Além disso, consegue passar ao largo dos repetidos escândalos do PT, sua popularidade se mantém, tornou-se um triste fenômeno, a registrar a absurda despolitização do país.

E OS OPOSITORES???

Os opositores , do PT francamente… Aécio Neves não tem perfil, não tem carisma. Desde jovem, com a farda da Escola Naval, viveu à sombra do avô Tancredo Neves, não transmite credibilidade nem confiança. A recente propaganda do PSDB na TV mostra isso, mensagens de estúdio, sem maior impacto, apesar da situação deplorável em que o PT se encontra. Está faltando pimenta no tempero tucano, a inapetência política é flagrante.

Quanto a Eduardo Campos, também viveu à sombra do avô Miguel Arraes. Não tem maior expressão, circunstância que até o favorece. No meio dos outros pré-candidatos, quem é menos conhecido pode ser encarado como menos pior, e a carreira meteórica de Fernando Collor foi exemplo disso. Mas Eduardo Campos também não desperta confiança. Fez um lobby incansável no governo e no Congresso para colocar a própria mãe em cargo vitalício no Tribunal de Contas da União. Ou seja, manchou a biografia, desnecessariamente.

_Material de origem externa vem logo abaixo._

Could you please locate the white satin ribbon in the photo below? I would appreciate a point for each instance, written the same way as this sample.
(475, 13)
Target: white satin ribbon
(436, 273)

Marina Silva é uma caricatura. Seu ambientalismo xiita e ecoólatra evidencia um impressionante despreparo político-administrativo. Se fosse eleita presidente, o país iria mergulhar em retrocesso. Não construiria hidrelétricas nem usinas nucleares. Não permitiria termoelétricas, porque são poluentes. E o país ficaria sem energia, porque as alternativas solares e eólicas por enquanto não geram quase nada.

Outro eterno pretendente ao Planalto, o tucano José Serra, também é carente de carisma, não tem projeto nem merece confiança, por ser ligadíssimo ao grande empresariado e ao mercado financeiro. Foi traído por Aécio na eleição de 2010, agora está indo à forra, porque dois tucanos bicudos não se beijam.

GERAÇÃO FRACASSADA

Resumindo: essa geração de políticos realmente fracassou. Portanto, como diziam os comunistas nos tempos da clandestinidade, quando tinham de escolher algum candidato, “é preciso votar com o dedo tapando o nariz”.

Parodiando o genial Oswaldo Aranha, a política se tornou um deserto de homens e ideias. Mesmo assim, ainda podemos encontrar razões para sermos otimistas. Entre todos os países do mundo, o Brasil é um dos que têm maior potencial de desenvolvimento econômico, em termos de agricultura, mineração e indústria. Como dizia um antigo ditado que ninguém lembra mais, “o Brasil cresce à noite, enquanto os políticos estão dormindo e não atrapalham”. Ainda bem.